LAGOS, Nigeria — Nigerian security forces opened fire Tuesday night at a demonstration in Lagos against police brutality, hitting several people according to witnesses, in a major escalation of the unrest that has gripped the country for two weeks.
The extent of the casualties was unclear, but some witnesses said that they saw people who were killed, and videos posted to social media showed wounded people, crackled with apparent gunfire and showed uniformed forces shooting into the air.
The shooting came toward the end of a day of mounting violence in multiple cities, with the national police deploying riot squads in the capital, Abuja, in Lagos and elsewhere. The unrest spread even after President Muhammadu Buhari attempted to respond to the protesters’ demands by announcing last week that he would disband a special unit of police officers accused of brutalizing people.
Adding to the sense of spiraling chaos, officials said about 2,000 inmates had escaped on Monday in a prison break in Benin City, in southern Edo state.
After news reports early Tuesday that police had killed two or more people in Lagos, the country’s largest city and economic hub, a crowd set a police station there ablaze. Despite the violence and a curfew declared by the governor of Lagos State, protesters refused to disband, blocking roads and demanding that police officers accused of wanton violence be put on trial.
Uniformed forces were deployed to the Lekki Toll Gate area, an upscale suburb of Lagos, where the biggest ongoing protests have been held, largely peacefully, since October 7. Beginning at around 7 p.m. on Tuesday, some of them began firing — shortly after the streetlights unexpectedly went out and security cameras were removed from the scene, witnesses said.
A protester streaming the scene live on Instagram, Obianuju Catherine Udeh, a disc jockey who goes by DJ Switch, said she counted seven casualties around her. Sporadic gunfire went on for about an hour.
“We’ve already told them we’re not going anywhere,” she said. In front of her, a body lay motionless, and nearby protesters crowded around a man with what appeared to be a gunshot wound in his leg.
Demonstrators said they were corralled into one area by fires, with no safe way out.
“The whole place is blocked, there are soldiers everywhere and they came in guns blazing,” DJ Switch said, before her livestream suddenly ended. “Are they going to shoot all of us? The only weapon we have is the Nigerian flag.”
The governor of Lagos State, Babajide Olusola Sanwo-Olu, said that people bent on creating chaos had hijacked the mostly peaceful protests against police brutality — a claim supported by witness accounts of the demonstrations.
“Lives and limbs have been lost as criminals and miscreants are now hiding under the umbrella of these protests to unleash mayhem on our state,” the governor said in a statement.
After the police station was burned, the governor declared a 4 p.m. curfew, giving people about four hours to get home in an immense metropolitan area with some 14 million people and some of the world’s worst traffic jams. Many people had little hope of complying with the curfew; many others did not try.

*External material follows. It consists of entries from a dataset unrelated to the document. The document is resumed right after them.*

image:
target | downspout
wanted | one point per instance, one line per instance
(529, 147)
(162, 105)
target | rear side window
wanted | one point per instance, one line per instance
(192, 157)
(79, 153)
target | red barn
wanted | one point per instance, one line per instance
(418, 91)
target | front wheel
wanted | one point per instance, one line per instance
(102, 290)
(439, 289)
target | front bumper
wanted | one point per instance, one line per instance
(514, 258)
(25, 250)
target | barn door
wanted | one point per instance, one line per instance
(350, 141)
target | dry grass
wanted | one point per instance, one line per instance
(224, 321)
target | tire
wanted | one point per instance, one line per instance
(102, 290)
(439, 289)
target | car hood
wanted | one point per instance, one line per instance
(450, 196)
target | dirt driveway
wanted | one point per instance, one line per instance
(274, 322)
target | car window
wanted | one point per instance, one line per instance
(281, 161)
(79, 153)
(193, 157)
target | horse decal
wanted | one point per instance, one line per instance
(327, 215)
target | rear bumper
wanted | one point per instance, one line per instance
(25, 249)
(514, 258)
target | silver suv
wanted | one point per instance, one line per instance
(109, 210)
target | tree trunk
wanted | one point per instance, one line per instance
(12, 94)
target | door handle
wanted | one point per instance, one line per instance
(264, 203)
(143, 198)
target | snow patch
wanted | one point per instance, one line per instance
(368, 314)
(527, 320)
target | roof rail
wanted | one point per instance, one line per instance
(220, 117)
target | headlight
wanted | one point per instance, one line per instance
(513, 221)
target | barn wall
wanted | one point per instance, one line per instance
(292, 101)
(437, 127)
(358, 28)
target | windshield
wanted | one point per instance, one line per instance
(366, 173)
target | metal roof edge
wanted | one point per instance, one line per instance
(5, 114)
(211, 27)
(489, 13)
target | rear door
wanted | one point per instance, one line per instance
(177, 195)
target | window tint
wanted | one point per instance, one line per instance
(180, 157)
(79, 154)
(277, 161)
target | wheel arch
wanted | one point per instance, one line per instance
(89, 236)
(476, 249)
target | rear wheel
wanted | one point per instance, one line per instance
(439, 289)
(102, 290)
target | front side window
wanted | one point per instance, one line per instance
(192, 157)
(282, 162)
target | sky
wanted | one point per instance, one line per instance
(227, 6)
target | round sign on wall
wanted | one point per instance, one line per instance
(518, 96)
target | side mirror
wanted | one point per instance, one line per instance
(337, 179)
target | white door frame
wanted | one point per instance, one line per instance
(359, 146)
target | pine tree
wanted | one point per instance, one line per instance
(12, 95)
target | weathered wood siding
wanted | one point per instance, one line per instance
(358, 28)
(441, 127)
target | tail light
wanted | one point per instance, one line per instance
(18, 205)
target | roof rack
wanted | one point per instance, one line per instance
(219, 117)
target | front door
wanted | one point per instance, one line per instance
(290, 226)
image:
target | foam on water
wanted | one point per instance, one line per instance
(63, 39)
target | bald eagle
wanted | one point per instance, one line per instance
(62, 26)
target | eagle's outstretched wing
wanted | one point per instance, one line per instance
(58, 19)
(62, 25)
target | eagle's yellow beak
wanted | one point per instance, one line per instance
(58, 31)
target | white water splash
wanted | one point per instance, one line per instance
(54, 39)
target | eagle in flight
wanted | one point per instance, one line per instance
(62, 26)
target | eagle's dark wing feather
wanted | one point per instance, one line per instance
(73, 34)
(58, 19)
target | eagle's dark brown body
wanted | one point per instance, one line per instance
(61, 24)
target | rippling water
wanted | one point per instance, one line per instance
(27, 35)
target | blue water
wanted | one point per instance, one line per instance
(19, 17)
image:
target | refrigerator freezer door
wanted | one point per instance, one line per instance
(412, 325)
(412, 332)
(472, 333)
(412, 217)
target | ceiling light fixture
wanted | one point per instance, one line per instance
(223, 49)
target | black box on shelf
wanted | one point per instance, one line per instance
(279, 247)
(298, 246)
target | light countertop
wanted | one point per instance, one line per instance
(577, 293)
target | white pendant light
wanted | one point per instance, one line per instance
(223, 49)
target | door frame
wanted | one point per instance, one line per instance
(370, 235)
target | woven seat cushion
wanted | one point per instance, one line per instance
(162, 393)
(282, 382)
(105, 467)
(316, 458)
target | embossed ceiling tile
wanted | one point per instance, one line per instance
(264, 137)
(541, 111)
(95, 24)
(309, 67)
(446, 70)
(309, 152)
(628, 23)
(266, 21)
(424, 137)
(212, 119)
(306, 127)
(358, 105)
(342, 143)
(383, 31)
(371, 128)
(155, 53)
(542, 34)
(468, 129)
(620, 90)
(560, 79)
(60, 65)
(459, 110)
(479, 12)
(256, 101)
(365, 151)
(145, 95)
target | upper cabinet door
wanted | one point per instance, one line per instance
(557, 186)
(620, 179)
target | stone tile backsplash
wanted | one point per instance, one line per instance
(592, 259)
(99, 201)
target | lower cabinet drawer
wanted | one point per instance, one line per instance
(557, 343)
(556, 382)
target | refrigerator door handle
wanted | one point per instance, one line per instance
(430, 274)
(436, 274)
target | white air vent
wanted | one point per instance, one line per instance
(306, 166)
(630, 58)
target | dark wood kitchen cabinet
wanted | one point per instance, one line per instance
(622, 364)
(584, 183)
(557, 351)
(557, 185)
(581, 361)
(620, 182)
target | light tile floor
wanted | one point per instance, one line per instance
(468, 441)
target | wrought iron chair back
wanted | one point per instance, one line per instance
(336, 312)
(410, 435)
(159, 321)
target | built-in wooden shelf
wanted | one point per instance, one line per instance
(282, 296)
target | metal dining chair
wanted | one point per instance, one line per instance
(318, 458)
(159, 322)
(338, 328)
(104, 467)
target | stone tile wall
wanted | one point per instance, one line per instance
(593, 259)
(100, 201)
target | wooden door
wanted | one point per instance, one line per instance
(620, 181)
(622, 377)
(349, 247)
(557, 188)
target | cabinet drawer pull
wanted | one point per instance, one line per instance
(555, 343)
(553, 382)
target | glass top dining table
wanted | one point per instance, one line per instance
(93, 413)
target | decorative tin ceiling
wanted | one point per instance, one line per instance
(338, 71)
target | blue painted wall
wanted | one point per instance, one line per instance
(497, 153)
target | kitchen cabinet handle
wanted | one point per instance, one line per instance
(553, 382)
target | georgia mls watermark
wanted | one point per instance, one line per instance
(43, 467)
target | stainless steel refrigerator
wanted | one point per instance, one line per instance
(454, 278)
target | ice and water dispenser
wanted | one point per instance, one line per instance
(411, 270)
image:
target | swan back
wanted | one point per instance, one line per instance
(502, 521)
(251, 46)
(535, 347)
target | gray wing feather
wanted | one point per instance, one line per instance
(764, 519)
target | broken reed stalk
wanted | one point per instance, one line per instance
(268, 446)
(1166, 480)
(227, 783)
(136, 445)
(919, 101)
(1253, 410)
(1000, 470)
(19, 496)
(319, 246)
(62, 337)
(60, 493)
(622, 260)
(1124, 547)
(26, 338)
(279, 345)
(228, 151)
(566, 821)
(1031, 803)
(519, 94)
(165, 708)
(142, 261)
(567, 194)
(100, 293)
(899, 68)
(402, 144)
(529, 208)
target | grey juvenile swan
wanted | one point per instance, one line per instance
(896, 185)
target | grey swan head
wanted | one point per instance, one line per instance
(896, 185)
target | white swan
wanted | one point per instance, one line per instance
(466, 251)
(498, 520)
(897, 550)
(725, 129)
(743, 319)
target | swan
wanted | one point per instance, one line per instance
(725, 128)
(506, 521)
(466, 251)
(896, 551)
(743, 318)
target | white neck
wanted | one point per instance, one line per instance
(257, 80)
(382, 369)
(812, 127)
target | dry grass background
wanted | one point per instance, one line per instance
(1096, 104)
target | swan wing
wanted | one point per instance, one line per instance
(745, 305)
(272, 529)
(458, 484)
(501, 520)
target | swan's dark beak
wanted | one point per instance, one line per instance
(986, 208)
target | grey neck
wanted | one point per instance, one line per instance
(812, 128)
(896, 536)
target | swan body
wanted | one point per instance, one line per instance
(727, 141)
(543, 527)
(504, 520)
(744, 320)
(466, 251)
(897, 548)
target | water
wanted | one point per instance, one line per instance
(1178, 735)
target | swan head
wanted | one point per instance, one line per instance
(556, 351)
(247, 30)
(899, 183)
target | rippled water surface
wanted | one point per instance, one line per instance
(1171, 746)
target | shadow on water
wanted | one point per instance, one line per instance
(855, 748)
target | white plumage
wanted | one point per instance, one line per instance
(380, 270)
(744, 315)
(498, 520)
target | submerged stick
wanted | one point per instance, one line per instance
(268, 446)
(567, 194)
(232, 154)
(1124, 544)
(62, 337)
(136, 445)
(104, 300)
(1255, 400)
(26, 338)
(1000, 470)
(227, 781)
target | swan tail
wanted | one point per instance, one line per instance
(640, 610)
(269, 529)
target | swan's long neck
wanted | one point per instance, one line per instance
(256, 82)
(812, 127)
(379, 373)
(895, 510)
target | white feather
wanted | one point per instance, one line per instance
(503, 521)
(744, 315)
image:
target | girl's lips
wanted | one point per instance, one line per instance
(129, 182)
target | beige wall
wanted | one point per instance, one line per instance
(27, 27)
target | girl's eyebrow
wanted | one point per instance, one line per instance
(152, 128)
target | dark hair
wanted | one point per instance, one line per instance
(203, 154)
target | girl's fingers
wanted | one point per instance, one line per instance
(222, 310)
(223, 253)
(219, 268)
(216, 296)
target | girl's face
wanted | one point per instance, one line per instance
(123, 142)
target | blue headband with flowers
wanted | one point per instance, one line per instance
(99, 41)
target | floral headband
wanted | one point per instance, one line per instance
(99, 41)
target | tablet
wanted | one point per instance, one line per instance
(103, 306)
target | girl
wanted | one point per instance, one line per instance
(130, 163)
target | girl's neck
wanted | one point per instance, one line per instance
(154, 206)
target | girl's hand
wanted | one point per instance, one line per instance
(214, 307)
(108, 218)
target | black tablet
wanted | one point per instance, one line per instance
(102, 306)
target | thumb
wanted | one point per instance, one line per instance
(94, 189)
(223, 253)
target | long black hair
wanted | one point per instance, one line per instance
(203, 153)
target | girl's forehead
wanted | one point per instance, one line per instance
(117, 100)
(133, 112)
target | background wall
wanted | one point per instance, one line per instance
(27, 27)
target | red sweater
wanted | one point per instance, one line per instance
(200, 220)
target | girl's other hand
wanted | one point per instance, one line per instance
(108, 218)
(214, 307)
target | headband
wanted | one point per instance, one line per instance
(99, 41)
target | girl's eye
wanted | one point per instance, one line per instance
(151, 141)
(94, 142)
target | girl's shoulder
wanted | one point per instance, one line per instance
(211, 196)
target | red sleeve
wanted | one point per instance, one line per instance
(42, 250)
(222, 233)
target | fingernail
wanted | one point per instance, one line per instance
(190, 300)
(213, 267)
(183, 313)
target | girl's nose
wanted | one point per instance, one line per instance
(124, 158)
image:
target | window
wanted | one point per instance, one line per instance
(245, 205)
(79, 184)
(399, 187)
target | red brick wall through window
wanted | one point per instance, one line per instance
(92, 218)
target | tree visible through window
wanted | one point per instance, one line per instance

Protesters in Nigeria, the most populous country in Africa, have been demanding that the government disband a rogue police unit called the Special Anti-Robbery Squad, commonly known as SARS, and that they say particularly robs, tortures and even kills well-dressed young people who the officers think might have money. The crowds have also called for punishment of officers who commit brutality.
Last week, President Buhari agreed to dismantle SARS and carry out other police reforms, vowing to “ensure that all those responsible for misconduct are brought to justice.”
But the demonstrations have not abated. People note that the government has promised before to do away with SARS, yet it still exists, and they argue that a newly created police unit will just be the same menace in new uniforms.
On Monday, Lagos inaugurated a panel of inquiry to investigate allegations of abuse, but proceedings have not begun. Three other states have also made the same move.
In the massive prison break, a spokesman for the interior ministry in charge of correctional facilities, Mohammed Manga, said armed crowds had attacked two correctional facilities in Benin City and overpowered guards on duty. He said 1,993 inmates were missing; it was not clear how many inmates were held before the attack.
“Most of the inmates held at the centers are convicted criminals serving terms for various criminal offenses, awaiting execution or standing trial for violent crimes,” Mr. Manga said.